A member of the Phi Beta Kappa honor society, he attended Magdalen
College, Oxford on a Rhodes scholarship, but did not finish his thesis
on
Martin Heidegger, allegedly because of a disagreement with his advisor. Returning to the States, he taught philosophy at M.I.T. and published a translation of Heidegger's "Vom Wesen des Grundes" as "The Essence of Reasons". Malick did not get his PhD in philosophy: Instead, he attended the American Film Institute Conservatory in its inaugural year (1969), taking a Masters of Fine Arts degree in film-making. His masters thesis was the seventeen-minute comedy short
Lanton Mills (1969), which starred
Warren Oates and
Harry Dean Stanton. Malick himself acted in the short.

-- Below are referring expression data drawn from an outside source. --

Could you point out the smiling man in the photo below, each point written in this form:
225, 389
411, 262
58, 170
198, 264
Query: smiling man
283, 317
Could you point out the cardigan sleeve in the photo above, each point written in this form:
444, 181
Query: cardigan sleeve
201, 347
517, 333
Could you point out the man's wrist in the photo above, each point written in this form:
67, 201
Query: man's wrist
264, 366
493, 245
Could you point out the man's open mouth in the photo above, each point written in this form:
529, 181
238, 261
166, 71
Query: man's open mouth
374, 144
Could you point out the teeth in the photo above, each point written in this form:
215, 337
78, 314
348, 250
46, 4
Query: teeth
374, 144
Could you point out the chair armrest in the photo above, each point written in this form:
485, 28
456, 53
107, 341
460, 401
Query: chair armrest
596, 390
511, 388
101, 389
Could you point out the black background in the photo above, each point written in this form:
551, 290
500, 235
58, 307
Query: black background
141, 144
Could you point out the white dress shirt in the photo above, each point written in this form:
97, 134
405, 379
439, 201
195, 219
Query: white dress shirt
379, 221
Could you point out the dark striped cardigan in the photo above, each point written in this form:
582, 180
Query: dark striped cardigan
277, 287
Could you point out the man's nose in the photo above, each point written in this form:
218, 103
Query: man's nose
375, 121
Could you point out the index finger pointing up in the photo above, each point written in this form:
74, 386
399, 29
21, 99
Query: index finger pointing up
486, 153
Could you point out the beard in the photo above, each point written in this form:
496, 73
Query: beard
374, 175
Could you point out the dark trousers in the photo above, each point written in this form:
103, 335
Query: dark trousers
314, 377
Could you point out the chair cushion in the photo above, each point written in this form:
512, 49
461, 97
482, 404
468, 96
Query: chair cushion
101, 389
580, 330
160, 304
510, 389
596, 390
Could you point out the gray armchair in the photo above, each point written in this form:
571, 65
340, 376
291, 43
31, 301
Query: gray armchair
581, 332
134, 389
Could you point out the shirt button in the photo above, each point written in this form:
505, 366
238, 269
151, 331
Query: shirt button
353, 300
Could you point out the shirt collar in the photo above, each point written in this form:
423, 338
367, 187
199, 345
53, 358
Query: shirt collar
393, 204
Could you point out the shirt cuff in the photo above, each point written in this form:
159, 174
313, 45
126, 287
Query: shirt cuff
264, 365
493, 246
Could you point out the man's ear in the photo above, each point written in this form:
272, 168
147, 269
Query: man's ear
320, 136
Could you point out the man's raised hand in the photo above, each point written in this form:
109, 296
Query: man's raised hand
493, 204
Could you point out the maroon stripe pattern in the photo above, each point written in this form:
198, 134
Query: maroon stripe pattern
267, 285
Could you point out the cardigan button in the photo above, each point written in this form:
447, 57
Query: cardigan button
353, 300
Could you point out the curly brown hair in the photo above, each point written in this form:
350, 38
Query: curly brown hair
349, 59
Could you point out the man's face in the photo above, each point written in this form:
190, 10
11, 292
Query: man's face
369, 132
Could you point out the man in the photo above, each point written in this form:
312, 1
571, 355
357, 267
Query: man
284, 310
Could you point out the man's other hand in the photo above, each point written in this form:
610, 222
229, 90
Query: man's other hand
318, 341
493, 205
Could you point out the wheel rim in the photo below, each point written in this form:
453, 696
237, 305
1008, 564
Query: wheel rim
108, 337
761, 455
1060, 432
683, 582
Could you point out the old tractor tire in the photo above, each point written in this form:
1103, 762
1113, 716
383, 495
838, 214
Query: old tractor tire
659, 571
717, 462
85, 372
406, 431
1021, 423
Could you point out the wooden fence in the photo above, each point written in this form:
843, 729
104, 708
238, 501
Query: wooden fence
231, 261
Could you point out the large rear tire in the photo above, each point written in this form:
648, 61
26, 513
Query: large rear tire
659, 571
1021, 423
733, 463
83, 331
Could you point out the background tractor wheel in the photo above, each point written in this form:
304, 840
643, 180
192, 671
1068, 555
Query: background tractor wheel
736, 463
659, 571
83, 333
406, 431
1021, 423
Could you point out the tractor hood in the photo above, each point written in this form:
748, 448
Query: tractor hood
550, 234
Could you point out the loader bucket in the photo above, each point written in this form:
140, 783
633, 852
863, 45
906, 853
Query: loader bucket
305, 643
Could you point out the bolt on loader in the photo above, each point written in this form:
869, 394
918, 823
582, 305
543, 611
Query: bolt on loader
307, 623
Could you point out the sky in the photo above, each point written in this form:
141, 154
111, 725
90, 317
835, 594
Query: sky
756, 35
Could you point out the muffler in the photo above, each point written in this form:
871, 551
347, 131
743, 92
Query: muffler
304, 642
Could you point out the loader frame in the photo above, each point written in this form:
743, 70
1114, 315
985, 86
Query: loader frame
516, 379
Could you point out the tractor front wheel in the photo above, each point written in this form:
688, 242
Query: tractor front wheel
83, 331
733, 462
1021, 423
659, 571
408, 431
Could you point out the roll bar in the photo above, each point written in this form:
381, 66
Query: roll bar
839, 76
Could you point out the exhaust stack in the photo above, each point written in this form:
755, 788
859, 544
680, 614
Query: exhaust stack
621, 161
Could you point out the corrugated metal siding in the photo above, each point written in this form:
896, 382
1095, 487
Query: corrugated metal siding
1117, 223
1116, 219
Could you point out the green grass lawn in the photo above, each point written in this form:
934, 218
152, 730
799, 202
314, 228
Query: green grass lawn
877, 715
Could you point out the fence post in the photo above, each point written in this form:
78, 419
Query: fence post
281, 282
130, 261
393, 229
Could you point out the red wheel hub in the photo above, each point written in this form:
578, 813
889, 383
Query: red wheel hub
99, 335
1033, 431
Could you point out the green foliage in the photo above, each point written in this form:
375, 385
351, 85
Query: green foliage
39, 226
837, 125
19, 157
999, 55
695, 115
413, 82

At A.F.I., Malick made a lasting association with
Jack Fisk, who would establish himself as an Oscar-nominated art director and production designer and serve as art director on all of Malick's films. He also picked up
Mike Medavoy as an agent, who got Malick work doctoring scripts and marketed his original ones. He wrote the screenplay for the 1972
Alan Arkin trucker movie
Deadhead Miles (1972), which was many miles from Harvard let along Oxford, and for the 1972
Paul Newman-
Lee Marvin contemporary oater
Pocket Money (1972), another
departure from fields of academia. "Deadhead Miles" was dumped by Paramount as unreleasable and "Pocket Money", despite being headlined by two Top Ten Box Office stars, flopped. It was an inauspicious start to a legendary career, but it influenced Malick to begin directing his own scripts.
His first two films were the now critically acclaimed
Badlands (1973) and
Days of Heaven (1978). He then took a self-imposed retirement of nearly two decades from film-making before lensing his 1998 adaptation of
James Jones's
The Thin Red Line (1998), which was nominated for 7 Academy Awards, including nods for Malick for directing and adapted screenplay.
Adopting a Kubrickian pace of movie-making, he directed
The New World (2005) and the autobiographical
The Tree of Life (2011) with gaps of only seven and six years, respectively, between release. However, he reportedly was working on ideas for "The Tree of Life" since the late 70s, including exposing footage that found its way into his finished film.
In an unprecedented burst of productivity, he shot his next four films,
To the Wonder (2012),
Knight of Cups (2015), an as-yet unnamed drama and the cosmic documentary
Voyage of Time: Life's Journey (2016) back-to-back during and immediately after completing the long editing process of "Tree of Life". Like
Stanley Kubrick, Malick usually takes well over a year to edit his films. All three are highly anticipated by cineastes the world over.